If your bone marrow is damaged, it may not be able to produce enough stem cells to create the healthy blood cells you need to support your body and fight off infection. This can happen if you develop a disease that originates in your blood or bone marrow, such as leukemia. In addition, because chemotherapy and radiation target rapidly dividing cancer cells, these treatments may destroy stem cells, which also reproduce quickly, and the bone marrow itself.

Creating a new immune system

In the 1970s, scientists developed a breakthrough procedure known as a bone marrow transplant (BMT) to treat hematologic, or blood, cancers. In this treatment, doctors administer high doses of chemotherapy to eliminate cancerous bone marrow and replace it with healthy bone marrow.

Researchers have since developed the technology to remove stem cells from the blood stream rather than having to extract bone marrow containing the cells. In a process known as a stem cell transplant (SCT), doctors administer radiation or chemotherapy to eradicate cancerous bone marrow. Then, healthy stem cells are infused into the blood where they can begin replenishing the bone marrow with new, healthy blood and immune cells. This process is known as engraftment.

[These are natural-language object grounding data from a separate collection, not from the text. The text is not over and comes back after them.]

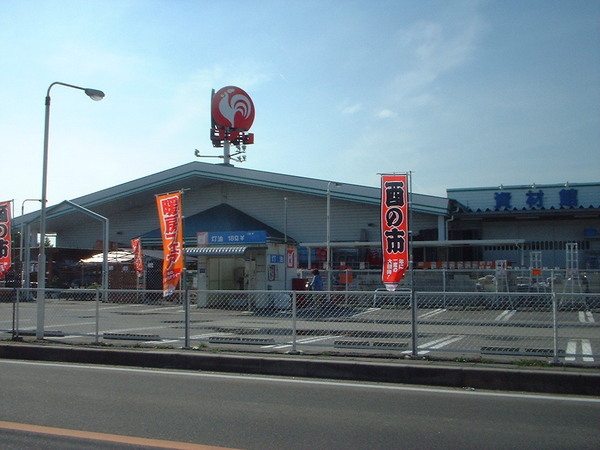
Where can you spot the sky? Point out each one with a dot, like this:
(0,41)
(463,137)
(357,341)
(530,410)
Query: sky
(459,93)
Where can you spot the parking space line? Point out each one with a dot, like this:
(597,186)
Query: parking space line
(505,315)
(436,344)
(435,312)
(586,349)
(307,340)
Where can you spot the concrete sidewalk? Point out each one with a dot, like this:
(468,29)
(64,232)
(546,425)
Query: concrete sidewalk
(557,380)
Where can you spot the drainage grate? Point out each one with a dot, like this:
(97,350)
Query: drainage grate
(499,350)
(240,340)
(132,337)
(363,344)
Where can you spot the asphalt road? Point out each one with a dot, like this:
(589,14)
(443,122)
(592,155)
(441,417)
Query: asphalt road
(237,411)
(448,332)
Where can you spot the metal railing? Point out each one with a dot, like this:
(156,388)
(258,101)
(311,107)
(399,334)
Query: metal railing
(557,327)
(469,280)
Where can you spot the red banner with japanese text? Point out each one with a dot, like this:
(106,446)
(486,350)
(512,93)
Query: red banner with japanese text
(5,242)
(171,227)
(394,229)
(138,261)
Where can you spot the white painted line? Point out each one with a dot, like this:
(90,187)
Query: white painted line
(571,350)
(506,315)
(307,340)
(438,343)
(586,349)
(366,312)
(435,312)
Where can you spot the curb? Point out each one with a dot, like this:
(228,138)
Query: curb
(541,380)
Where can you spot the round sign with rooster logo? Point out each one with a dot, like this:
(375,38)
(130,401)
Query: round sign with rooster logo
(232,108)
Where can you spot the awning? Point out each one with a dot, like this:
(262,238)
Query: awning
(223,250)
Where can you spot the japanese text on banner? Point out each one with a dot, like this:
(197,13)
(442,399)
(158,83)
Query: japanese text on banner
(5,243)
(394,229)
(170,215)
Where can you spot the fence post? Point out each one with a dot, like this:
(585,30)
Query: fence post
(187,313)
(413,319)
(555,328)
(15,332)
(294,350)
(97,341)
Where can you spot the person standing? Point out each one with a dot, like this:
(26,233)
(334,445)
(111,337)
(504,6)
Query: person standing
(316,284)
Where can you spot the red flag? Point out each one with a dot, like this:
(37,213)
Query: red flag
(394,229)
(138,262)
(5,242)
(170,215)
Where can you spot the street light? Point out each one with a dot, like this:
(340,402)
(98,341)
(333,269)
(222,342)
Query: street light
(95,95)
(328,263)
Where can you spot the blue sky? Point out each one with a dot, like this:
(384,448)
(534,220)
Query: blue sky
(461,93)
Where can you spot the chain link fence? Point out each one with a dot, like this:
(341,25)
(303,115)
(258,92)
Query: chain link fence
(557,327)
(468,280)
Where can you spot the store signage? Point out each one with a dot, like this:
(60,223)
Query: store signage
(231,237)
(5,241)
(394,229)
(170,217)
(232,108)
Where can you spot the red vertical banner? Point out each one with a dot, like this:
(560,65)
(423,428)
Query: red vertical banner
(5,242)
(394,229)
(171,227)
(138,261)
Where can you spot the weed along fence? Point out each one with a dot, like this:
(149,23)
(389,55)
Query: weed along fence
(552,326)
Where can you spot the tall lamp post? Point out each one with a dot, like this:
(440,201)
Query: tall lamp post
(329,232)
(95,95)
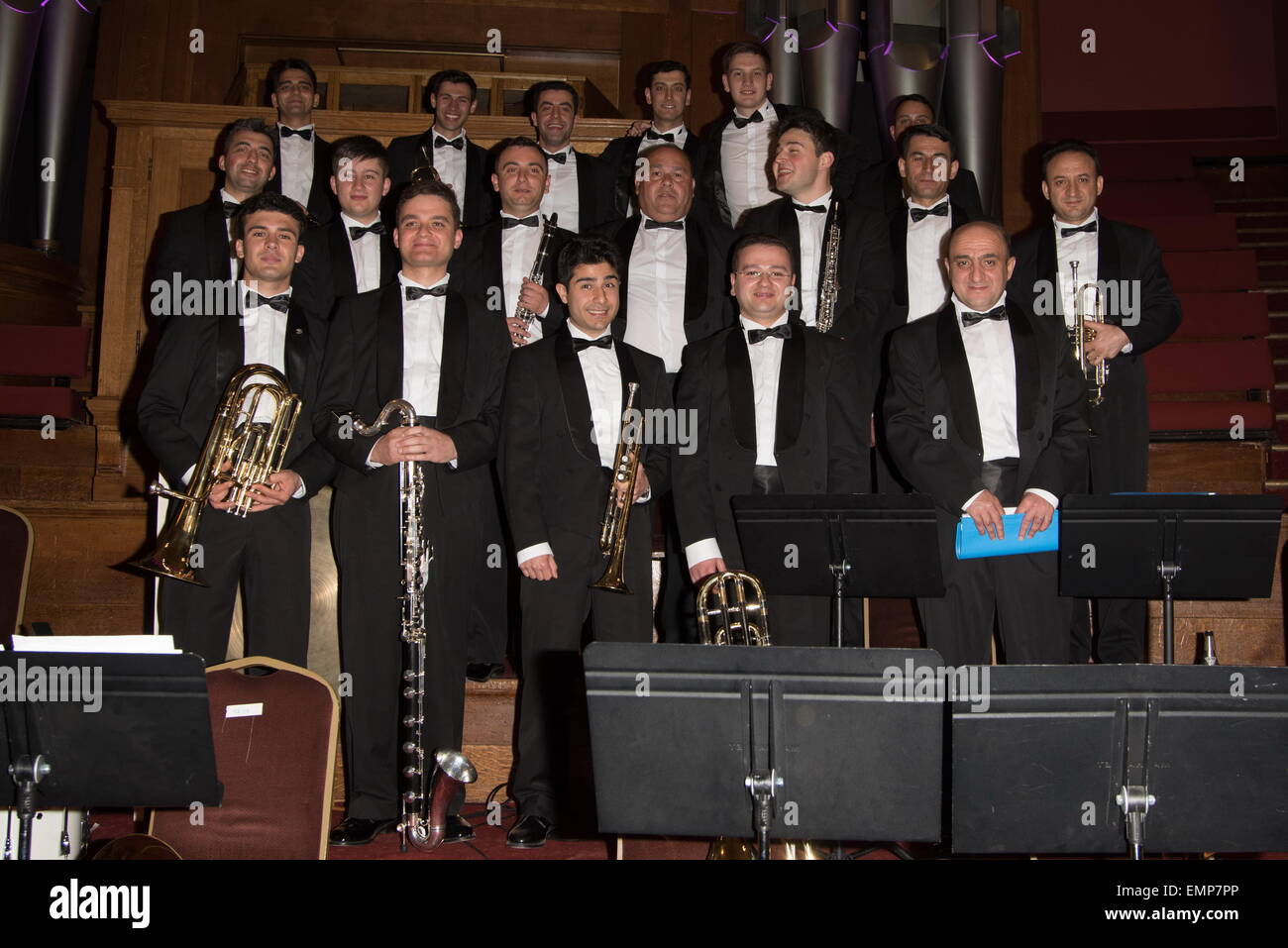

Stem cell transplant was originally developed to treat blood cancers. Today doctors sometimes use the procedure to repair bone marrow and revitalize the immune systems of people with solid tumors who have undergone high doses of chemotherapy. Used this way, SCT is sometimes called stem cell rescue, and it offers hope to people whose cancer might be cured with aggressive conventional therapy.

A good match

There are two main types of stem cell transplants:

  • Autologous transplants use your own stem cells, which are removed and sometimes treated to destroy any remaining cancerous cells before they're returned to your body after you receive high-dose chemotherapy.
  • Allogeneic transplants use stem cells from a volunteer donor, often a member of your immediate family.

The success of an allogeneic transplant often depends on how closely the donor's stem cells match your own. Scientists have developed a process called HLA typing to match your genetic material and the proteins on your cells to those of a potential donor. Not surprisingly, siblings are often the closest matches.

Finding a close match is important because if the transplanted immune cells recognize your body as foreign, they may attack it, resulting in graft-versus-host disease, or GVHD, a common side effect of allogeneic SCT. Symptoms of GVHD may be relatively mild, such as skin sensitivity, but it can also cause organ damage that can be life-threatening. Chronic GVHD can be managed with immunosuppressive drugs.

However, one side effect of GVHD is actually beneficial for some people with cancer. When the transplanted immune cells attack the host's body, they also attack whatever cancer cells may remain after treatment. Known as the graft-versus-tumor (GVT) effect, this reaction may be curative in the case of slow-growing blood cancers and may reduce the risk of tumor recurrence.


Some facilities are investigating ways to make SCT milder and less toxic. One promising new method — called a non-myeloablative or mini-transplant — uses lower and less-toxic doses of chemotherapy. The lower dose destroys some, but not all, of the bone marrow. Some cancer cells may also survive the reduced chemo, but mini-transplants can trigger the GVT effect — where newly transplanted cells recognize and attack whatever cancer cells survived conventional therapy.